Embora desde pequeno ouvi frases do tipo: "Se você não estudar, vai puxar carroça quando adulto" ou "Se não procurar um bom emprego, vai virar mendigo (etc), eu ao menos, não cresci entre admiradores das fortunas e dos ricos e nunca vi muito sentido na busca enlouquecida por dinheiro ou por status. 

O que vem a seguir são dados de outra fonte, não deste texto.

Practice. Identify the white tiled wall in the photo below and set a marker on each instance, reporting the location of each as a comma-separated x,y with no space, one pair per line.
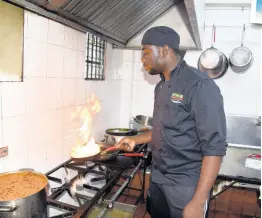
241,92
35,113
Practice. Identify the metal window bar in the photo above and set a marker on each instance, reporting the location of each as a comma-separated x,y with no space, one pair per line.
95,58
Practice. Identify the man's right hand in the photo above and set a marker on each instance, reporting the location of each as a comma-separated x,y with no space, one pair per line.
127,144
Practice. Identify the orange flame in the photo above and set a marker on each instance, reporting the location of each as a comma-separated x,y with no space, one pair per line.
86,145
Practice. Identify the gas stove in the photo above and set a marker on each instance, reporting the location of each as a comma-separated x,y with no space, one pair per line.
75,187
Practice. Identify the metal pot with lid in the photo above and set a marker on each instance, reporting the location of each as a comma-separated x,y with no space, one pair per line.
23,194
240,59
141,121
212,61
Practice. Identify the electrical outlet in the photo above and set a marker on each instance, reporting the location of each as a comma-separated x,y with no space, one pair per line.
3,152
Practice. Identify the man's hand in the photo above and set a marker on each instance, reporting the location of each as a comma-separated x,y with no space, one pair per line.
193,209
126,144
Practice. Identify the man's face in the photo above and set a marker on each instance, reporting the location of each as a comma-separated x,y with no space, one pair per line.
150,59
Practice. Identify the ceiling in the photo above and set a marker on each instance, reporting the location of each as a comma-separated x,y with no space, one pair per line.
116,21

Estes discursos se espalharam pela nossa sociedade por sabe-se lá quantos anos. É o discurso que alega quem não estuda ou não consegue um bom emprego, tem mais é que se ferrar. Muitas pessoas (como alguns parentes meus que nunca chegaram perto de enriquecer) repetiam isto automaticamente, sem saber o porquê e sem se interessar sobre os motivos desta ideia de descartar seres humanos. Afinal, o descarte deve parecer natural para a maioria das pessoas que não estudou história ou geografia e/ ou não desenvolveu uma empatia solidária. O descarte de seres humanos faz parte dos sistemas capitalistas, ou seja, do conjunto de regras e leis que priorizam quem tem mais dinheiro. É um discurso fomentado pelos mais gananciosos, e portanto, muitas vezes pelos mais ricos. 

Um Breve Resumo Histórico
O liberalismo que teve seu início lá na Europa iluminista entre os séculos 17 e 18, sempre foi um sistema de regras e leis que protegiam os mais enriquecidos (burgueses), dando algumas chances de uma minoria da população ocidental enriquecer, para parecer um sistema natural e com oportunidades sedutoras de enriquecimento. Porém no século 20, após a 2ª guerra mundial, os enriquecidos decidiram aumentar as mensagens de sedução diante as enormes massas das baixas classes sociais (pobres). As mídias de massa (TV, rádio e jornais) possibilitaram o crescimento de propagandas e campanhas publicitárias de uma maneira jamais vista antes na história da humanidade e isto começou a incentivar o consumo exagerado de produtos, que muitas vezes, sequer eram úteis ou necessários. Nos anos 60 então, surgem diversos protestos contra o consumismo e seus efeitos nocivos. Porém se houve alguma eficácia na crítica ao consumismo gerado pelas campanhas publicitárias que buscavam seduzir as massas numa busca desenfreada por comprar mais e mais, essa eficácia durou pouco. Nos anos 80, defensores dos bilionários estadunidenses espalham a ideologia neo-liberal, convencendo governos de vários países a adotarem medidas de abandono do bem-estar social, ou seja, descarte de seres humanos. Isto agilizou a queda dos regimes socialistas e destruiu diversos setores da infraestrutura de diferentes países, prejudicando adivinha quem? Os pobres. E os pobres aqui não se trata só de desabrigados ou de desempregados: é toda uma classe trabalhadora mal remunerada, ou seja, que ganha pouco (o clássico salário mínimo). Mas como os milionários e bilionários escaparam impunes por tanto tempo? A resposta não é difícil: Enquanto a humanidade não se torna mais solidária, ela é facilmente comprada por determinadas quantias de dinheiro e facilmente fascinada pelo luxo e pelo discurso de sucesso que os defensores dos mais ricos espalham por aí. 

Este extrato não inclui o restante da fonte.